Dave and Nick sat at the bar. CNN news was on the television behind them.

Nick said, “Whoa … you look like you been on a safari in the jungle.”

Dave stood. “How’d it go?”

“I think I’m close to a lot more HEU. Enough to blow Florida in half.”

Dave said, “You look like you could use a cold beer. Plenty in the fridge.”

O’Brien sat in a canvas director’s chair in the salon, Max curling at his feet. He told them the story from his meeting with Glenda and Abby and of his surveillance on Rattlesnake Island. “I feel I was close to that stuff, sort of like the feeling I had before swimming into the sub. Something eerie, but you don’t quite know what.”

“You got that right,” Nick said, lifting his glass in a toast.

Dave said, “So you found an area where the lighthouse beam was actually hitting the back window-you said the north side of the tower and shining through from the south side window, right?”

“Yes. When the light sweeps through the tower and aligns with the front and back opening, it shoots down a narrow, but long path. To find the U-235, if it’s there, you’d have to know where along the path they may have dug the hole. Maybe 200 feet south of the fort.”

“Let the stuff stay there,” Nick said. “An island named after rattlesnakes.”

“If I knew where Billy stood that night, knew what the inlet and the island looked like sixty-seven years ago … it might be easier.”

“This,” Dave said, fixing a fresh drink, “may sound strange to you-”

Nick shook his head. “Nothing we do, from this point, will sound strange to me.”

Dave said. “Have either one of you ever heard of remote viewing.”

“From what I read,” O’Brien said, “it was some kind of ESP used by the military. Some debate over its accuracy.”

Dave grunted. “It depends on the talents of the person doing it. We did tests in the mid-nineties. Bottom line: the person who is doing the remote viewing is using his or her subconscious to locate or find something. Could be a target like a missile silo, maybe some detail of a military base, whatever the individual is trying to locate. Time, space and geography are meaningless, have no bearing, no borders, no walls, if you will.”

“Sounds like psychic stuff,” Nick said

“No, no it’s not. It takes practice with specific techniques and protocols. But the trained viewer sort of taps into a universal mind where all things are allegedly filed, connected, stored in some way … past, present and future. Some people have called it a form of traveling via virtual reality.”

“That’s soul travel,” Nick said.

O’Brien asked skeptically, “So you think this might help us find the buried U-235 canisters?”

“Maybe.
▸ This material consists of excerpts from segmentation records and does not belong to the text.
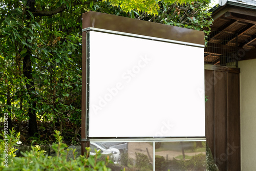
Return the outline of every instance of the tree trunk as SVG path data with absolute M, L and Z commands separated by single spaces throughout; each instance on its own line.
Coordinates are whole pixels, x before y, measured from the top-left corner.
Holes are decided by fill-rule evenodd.
M 7 105 L 9 106 L 8 107 L 8 109 L 7 110 L 8 113 L 8 133 L 10 133 L 9 130 L 12 130 L 12 119 L 11 117 L 11 95 L 10 94 L 10 90 L 8 89 L 8 92 L 7 92 Z
M 34 100 L 35 95 L 32 93 L 32 91 L 35 90 L 34 81 L 32 80 L 32 61 L 30 59 L 30 52 L 28 51 L 28 54 L 23 58 L 23 74 L 28 81 L 26 84 L 28 94 L 30 95 L 31 100 L 29 103 L 32 104 L 28 109 L 29 114 L 29 133 L 31 136 L 34 136 L 35 133 L 38 133 L 37 124 L 36 123 L 36 113 L 33 109 L 36 106 L 36 103 Z

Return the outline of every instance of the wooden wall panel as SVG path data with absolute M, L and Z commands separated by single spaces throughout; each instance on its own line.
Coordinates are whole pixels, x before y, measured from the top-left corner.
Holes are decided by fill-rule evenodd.
M 228 170 L 240 170 L 240 117 L 239 75 L 228 73 L 227 77 Z
M 208 101 L 205 103 L 205 134 L 206 141 L 211 150 L 211 153 L 215 154 L 214 150 L 214 71 L 205 70 L 205 96 Z M 207 125 L 207 126 L 206 126 Z
M 240 69 L 205 69 L 207 142 L 220 171 L 241 170 Z
M 220 170 L 226 168 L 227 84 L 226 73 L 215 71 L 215 160 Z

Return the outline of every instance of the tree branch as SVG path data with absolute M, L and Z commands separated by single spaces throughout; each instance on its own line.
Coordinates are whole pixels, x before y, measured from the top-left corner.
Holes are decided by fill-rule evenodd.
M 94 2 L 97 2 L 97 0 L 93 0 Z M 82 3 L 80 1 L 76 1 L 72 4 L 73 6 L 75 6 L 78 5 L 88 5 L 90 4 L 90 2 L 86 2 Z M 62 4 L 60 7 L 54 9 L 52 11 L 40 11 L 38 10 L 35 10 L 35 12 L 33 13 L 35 16 L 52 16 L 53 15 L 59 13 L 61 12 L 65 11 L 68 8 L 66 4 Z

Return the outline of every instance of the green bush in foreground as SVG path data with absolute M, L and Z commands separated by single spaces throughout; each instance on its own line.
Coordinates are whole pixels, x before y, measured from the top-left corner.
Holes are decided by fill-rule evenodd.
M 57 154 L 56 156 L 45 155 L 45 152 L 40 150 L 40 146 L 37 145 L 32 147 L 30 152 L 22 153 L 24 157 L 15 157 L 14 153 L 15 149 L 13 147 L 17 145 L 19 134 L 14 138 L 15 131 L 13 130 L 10 132 L 10 135 L 7 135 L 7 138 L 5 138 L 4 134 L 0 134 L 4 137 L 4 140 L 0 140 L 0 170 L 111 170 L 106 166 L 109 163 L 112 162 L 109 160 L 109 158 L 105 158 L 105 161 L 97 161 L 101 155 L 100 152 L 97 151 L 95 151 L 95 155 L 89 157 L 90 148 L 86 148 L 86 156 L 80 156 L 76 159 L 77 153 L 75 149 L 65 150 L 67 146 L 62 143 L 60 132 L 56 131 L 55 133 L 54 136 L 57 141 L 53 144 L 52 147 Z M 8 142 L 8 146 L 6 146 L 6 142 Z M 70 158 L 68 160 L 67 154 L 69 150 L 73 151 L 75 159 Z M 7 158 L 8 163 L 6 160 Z

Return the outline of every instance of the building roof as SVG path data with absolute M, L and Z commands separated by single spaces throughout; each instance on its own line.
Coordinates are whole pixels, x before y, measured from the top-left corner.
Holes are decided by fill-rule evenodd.
M 221 56 L 227 55 L 230 59 L 230 56 L 237 55 L 238 60 L 254 57 L 256 54 L 256 0 L 219 1 L 219 4 L 223 5 L 215 6 L 210 10 L 214 19 L 208 39 L 211 49 L 209 47 L 205 49 L 205 61 L 210 63 L 215 60 L 212 64 L 221 64 Z M 217 51 L 217 48 L 222 49 L 222 51 Z M 225 65 L 228 61 L 224 60 L 222 63 Z

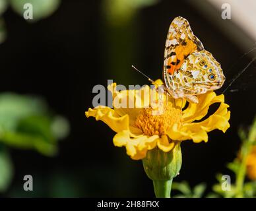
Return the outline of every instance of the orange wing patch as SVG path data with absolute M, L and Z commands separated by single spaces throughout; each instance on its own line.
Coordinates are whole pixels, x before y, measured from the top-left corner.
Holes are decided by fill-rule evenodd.
M 202 43 L 193 34 L 188 21 L 182 17 L 176 18 L 167 35 L 164 71 L 172 75 L 190 53 L 203 49 Z

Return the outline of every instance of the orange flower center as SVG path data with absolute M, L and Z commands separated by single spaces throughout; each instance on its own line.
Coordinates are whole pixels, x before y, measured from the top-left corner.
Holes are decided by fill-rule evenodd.
M 181 126 L 180 108 L 174 107 L 172 104 L 169 103 L 161 111 L 158 113 L 152 108 L 143 109 L 137 117 L 135 126 L 148 136 L 165 135 L 168 127 L 174 123 L 177 123 L 179 127 Z M 158 115 L 159 113 L 161 114 Z

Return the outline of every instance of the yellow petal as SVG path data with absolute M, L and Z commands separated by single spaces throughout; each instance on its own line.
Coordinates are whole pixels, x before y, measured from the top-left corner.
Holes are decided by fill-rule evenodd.
M 175 124 L 166 133 L 173 140 L 192 139 L 197 143 L 207 142 L 207 132 L 219 129 L 225 133 L 230 127 L 228 120 L 230 118 L 230 111 L 228 111 L 228 105 L 222 103 L 217 111 L 207 119 L 198 123 L 184 123 L 181 128 L 178 128 L 177 125 Z
M 146 156 L 148 150 L 154 148 L 156 145 L 158 136 L 147 136 L 141 135 L 136 138 L 131 137 L 129 131 L 123 131 L 113 138 L 113 142 L 116 146 L 125 146 L 127 155 L 133 160 L 143 159 Z
M 183 122 L 193 122 L 195 120 L 200 120 L 205 117 L 210 105 L 214 103 L 223 103 L 224 95 L 216 96 L 215 92 L 208 92 L 199 95 L 198 104 L 189 104 L 186 109 L 183 111 Z
M 164 152 L 167 152 L 174 148 L 175 143 L 174 142 L 169 142 L 168 137 L 166 135 L 163 135 L 161 138 L 158 139 L 157 146 L 160 150 Z
M 94 109 L 89 108 L 85 115 L 87 117 L 94 117 L 97 121 L 102 121 L 116 133 L 129 129 L 129 115 L 120 117 L 115 111 L 108 107 L 100 106 Z

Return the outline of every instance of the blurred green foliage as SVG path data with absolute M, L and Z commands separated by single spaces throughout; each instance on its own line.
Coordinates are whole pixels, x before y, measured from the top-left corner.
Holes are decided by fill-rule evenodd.
M 61 2 L 61 0 L 0 0 L 0 44 L 5 42 L 7 37 L 5 20 L 2 15 L 9 6 L 23 18 L 23 14 L 26 9 L 24 8 L 24 5 L 30 3 L 32 5 L 33 19 L 26 21 L 34 22 L 52 15 L 57 9 Z
M 0 193 L 5 191 L 13 177 L 13 166 L 6 148 L 0 143 Z
M 56 125 L 55 117 L 49 115 L 45 102 L 39 98 L 0 95 L 0 142 L 7 146 L 54 155 L 59 138 L 55 132 L 67 133 L 67 125 L 64 119 Z
M 13 175 L 6 146 L 53 156 L 57 152 L 57 140 L 69 131 L 67 121 L 51 114 L 42 98 L 0 94 L 0 192 L 8 187 Z

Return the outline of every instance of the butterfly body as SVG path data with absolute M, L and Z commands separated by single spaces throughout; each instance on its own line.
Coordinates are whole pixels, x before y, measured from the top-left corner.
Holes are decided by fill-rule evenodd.
M 182 17 L 176 18 L 169 28 L 163 77 L 173 98 L 193 103 L 198 102 L 197 95 L 218 89 L 225 81 L 220 63 L 204 49 Z

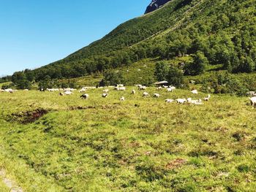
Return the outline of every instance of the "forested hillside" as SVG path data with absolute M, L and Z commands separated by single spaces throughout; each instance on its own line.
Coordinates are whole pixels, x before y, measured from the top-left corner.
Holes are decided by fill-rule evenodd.
M 173 0 L 129 20 L 66 58 L 12 76 L 12 82 L 73 78 L 132 65 L 144 58 L 193 58 L 184 75 L 221 65 L 230 73 L 255 72 L 255 0 Z M 197 61 L 195 61 L 197 59 Z M 203 66 L 200 66 L 203 65 Z M 197 70 L 198 69 L 198 70 Z

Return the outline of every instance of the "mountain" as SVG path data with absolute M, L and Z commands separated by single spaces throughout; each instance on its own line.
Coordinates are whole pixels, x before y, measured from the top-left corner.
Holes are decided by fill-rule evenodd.
M 145 58 L 178 61 L 195 54 L 208 68 L 253 72 L 255 4 L 256 0 L 172 0 L 157 11 L 121 24 L 64 59 L 26 74 L 37 82 L 69 79 L 122 69 Z M 185 64 L 185 74 L 197 74 L 197 69 Z
M 147 7 L 145 14 L 158 9 L 162 6 L 170 1 L 171 0 L 152 0 L 151 4 Z

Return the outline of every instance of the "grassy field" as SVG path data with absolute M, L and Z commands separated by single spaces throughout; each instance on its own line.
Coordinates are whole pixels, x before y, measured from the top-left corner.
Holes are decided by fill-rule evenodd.
M 206 95 L 151 88 L 160 99 L 143 98 L 133 88 L 106 99 L 89 91 L 88 100 L 1 93 L 0 166 L 25 191 L 255 191 L 256 110 L 247 98 L 178 105 L 165 99 Z

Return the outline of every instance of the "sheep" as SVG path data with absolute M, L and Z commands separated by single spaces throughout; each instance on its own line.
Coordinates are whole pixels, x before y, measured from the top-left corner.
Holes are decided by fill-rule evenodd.
M 170 92 L 173 92 L 173 91 L 176 89 L 176 88 L 175 87 L 170 87 L 170 88 L 167 88 L 167 92 L 170 93 Z
M 149 96 L 149 94 L 147 92 L 143 93 L 143 96 Z
M 82 99 L 88 99 L 89 98 L 89 95 L 87 93 L 85 93 L 85 94 L 81 95 L 80 97 Z
M 84 92 L 86 92 L 86 88 L 81 88 L 81 89 L 79 91 L 79 93 L 84 93 Z
M 210 98 L 211 98 L 211 95 L 208 94 L 207 97 L 203 99 L 203 101 L 208 101 L 210 100 Z
M 103 92 L 104 92 L 104 93 L 108 93 L 108 91 L 109 91 L 109 89 L 105 89 L 105 90 L 103 90 Z
M 165 99 L 165 103 L 172 103 L 173 101 L 174 101 L 173 99 Z
M 191 98 L 189 98 L 187 99 L 187 102 L 189 104 L 203 104 L 201 99 L 197 100 L 192 100 Z
M 118 89 L 117 89 L 117 91 L 124 91 L 126 90 L 127 90 L 127 88 L 124 87 L 118 88 Z
M 255 91 L 249 91 L 246 94 L 250 96 L 254 96 L 255 95 Z
M 72 95 L 72 94 L 74 94 L 72 92 L 71 92 L 70 91 L 66 91 L 65 92 L 64 92 L 64 94 L 66 95 L 66 96 L 70 96 L 70 95 Z
M 177 104 L 184 104 L 187 102 L 187 99 L 176 99 Z
M 146 86 L 142 86 L 142 85 L 141 85 L 141 86 L 139 86 L 139 87 L 138 87 L 138 89 L 139 89 L 139 90 L 146 90 L 146 88 L 147 88 Z
M 4 92 L 13 93 L 14 91 L 12 89 L 11 89 L 11 88 L 7 88 L 7 89 L 4 89 Z
M 256 96 L 252 97 L 252 98 L 249 98 L 249 99 L 251 101 L 251 105 L 252 107 L 254 107 L 255 108 L 256 108 Z
M 106 98 L 106 97 L 108 97 L 108 93 L 104 93 L 102 94 L 102 97 L 103 97 L 103 98 Z
M 160 95 L 159 93 L 154 93 L 154 97 L 159 98 Z
M 192 90 L 192 91 L 191 91 L 191 93 L 192 93 L 193 94 L 196 94 L 196 95 L 198 94 L 197 90 L 195 90 L 195 89 Z

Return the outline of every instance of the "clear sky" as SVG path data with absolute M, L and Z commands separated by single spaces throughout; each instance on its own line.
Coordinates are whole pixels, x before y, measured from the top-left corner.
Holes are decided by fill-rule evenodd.
M 143 15 L 151 1 L 0 1 L 0 75 L 61 59 Z

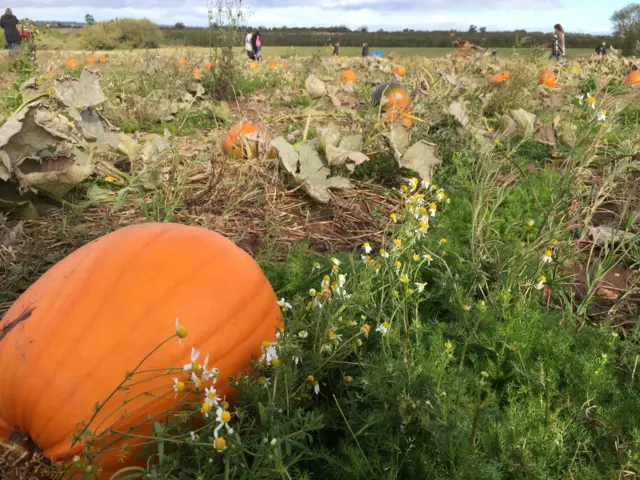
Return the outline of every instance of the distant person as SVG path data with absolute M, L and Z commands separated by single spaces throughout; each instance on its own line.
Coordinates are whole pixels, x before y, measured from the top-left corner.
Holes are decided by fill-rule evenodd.
M 253 51 L 253 45 L 251 44 L 251 32 L 247 32 L 247 36 L 244 38 L 244 49 L 247 52 L 247 57 L 251 60 L 256 59 L 256 54 Z
M 0 17 L 0 27 L 4 30 L 4 38 L 7 39 L 7 49 L 15 50 L 20 48 L 20 32 L 18 31 L 18 19 L 10 8 L 4 11 Z
M 556 23 L 553 26 L 553 29 L 555 30 L 556 35 L 558 35 L 558 49 L 560 52 L 560 56 L 561 57 L 566 57 L 567 56 L 567 49 L 565 47 L 565 43 L 564 43 L 564 29 L 562 28 L 562 25 L 560 25 L 559 23 Z
M 560 37 L 557 33 L 553 34 L 553 43 L 551 44 L 551 53 L 549 54 L 549 60 L 556 57 L 556 61 L 560 61 Z
M 260 38 L 260 32 L 257 30 L 253 32 L 253 35 L 251 35 L 251 48 L 255 54 L 256 60 L 260 62 L 262 60 L 262 39 Z

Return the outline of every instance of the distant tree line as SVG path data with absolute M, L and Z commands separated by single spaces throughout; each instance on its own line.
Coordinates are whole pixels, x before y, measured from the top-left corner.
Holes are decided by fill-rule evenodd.
M 389 32 L 378 30 L 369 32 L 366 27 L 352 31 L 346 27 L 331 28 L 265 28 L 247 27 L 247 30 L 260 30 L 264 45 L 273 46 L 310 46 L 321 47 L 340 42 L 342 46 L 360 46 L 367 42 L 372 47 L 452 47 L 455 42 L 466 41 L 485 47 L 532 47 L 549 44 L 552 33 L 527 32 L 516 30 L 511 32 L 488 32 L 484 28 L 471 25 L 468 31 L 417 31 L 403 30 Z M 207 28 L 185 27 L 176 24 L 174 27 L 162 28 L 165 43 L 183 46 L 207 46 L 209 33 Z M 614 37 L 567 33 L 567 48 L 595 48 L 600 42 L 613 43 Z

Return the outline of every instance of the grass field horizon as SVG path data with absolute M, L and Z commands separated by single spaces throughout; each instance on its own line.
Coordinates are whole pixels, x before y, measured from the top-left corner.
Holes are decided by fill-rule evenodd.
M 513 56 L 514 54 L 527 56 L 534 49 L 532 48 L 494 48 L 490 50 L 495 50 L 498 56 Z M 52 49 L 43 51 L 67 51 L 68 53 L 115 53 L 115 52 L 123 52 L 123 51 L 136 51 L 143 52 L 145 49 L 132 49 L 132 50 L 124 50 L 124 49 L 116 49 L 116 50 L 75 50 L 75 49 Z M 157 49 L 150 49 L 149 51 L 155 51 L 158 53 L 164 53 L 169 55 L 202 55 L 207 56 L 211 49 L 209 47 L 189 47 L 189 46 L 163 46 Z M 244 49 L 242 47 L 238 47 L 238 54 L 244 55 Z M 455 51 L 459 51 L 459 49 L 455 48 L 440 48 L 440 47 L 370 47 L 371 52 L 382 51 L 382 55 L 388 57 L 390 55 L 398 55 L 402 57 L 411 57 L 411 56 L 422 56 L 425 58 L 437 58 L 444 57 L 450 53 Z M 332 47 L 283 47 L 283 46 L 267 46 L 262 49 L 262 57 L 268 58 L 270 56 L 275 57 L 292 57 L 296 55 L 300 56 L 308 56 L 308 55 L 317 55 L 317 56 L 329 56 L 331 55 Z M 360 47 L 341 47 L 340 48 L 340 56 L 341 57 L 359 57 L 361 55 L 362 49 Z M 590 55 L 592 50 L 590 48 L 575 48 L 569 49 L 567 58 L 579 58 L 586 55 Z

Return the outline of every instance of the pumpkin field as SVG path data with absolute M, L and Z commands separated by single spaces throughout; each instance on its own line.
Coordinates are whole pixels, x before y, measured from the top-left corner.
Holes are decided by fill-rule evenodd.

But we’d have to find the right person.”

“Plenty of psychics out there … way out there,” Nick said.

“They’re not psychics. They’re people, most of ‘em trained though the Defense Department, who often can get a fix on the location of something … something lost. They sketch the object on a piece of paper.”

O’Brien said, “I’m assuming you know someone with this talent.”

“I do know someone.”

“Time’s our biggest problem.” He looked at his watch. “We have thirty-nine hours to save Jason’s life. How quickly can you contact this remote viewing person?”

“Her name is Anna Sterling. She lives in an old farmhouse in Michigan. If we show her a picture of Fort Matanzas, give her the date Billy Lawson saw the Germans and Japanese bury the stuff, she might give us a location.”

“I don’t know,” Nick said. “Sounds like this woman’s got to tap into the subconscious of a man who’s been long dead, maybe find his spirit.”

“Wrong idea, Nick. Time and space are irrelevant. It’s just how and where the event is floating in the universal filing cabinet, and whether Anna can open that drawer.”

“How do we find her?” O’Brien asked.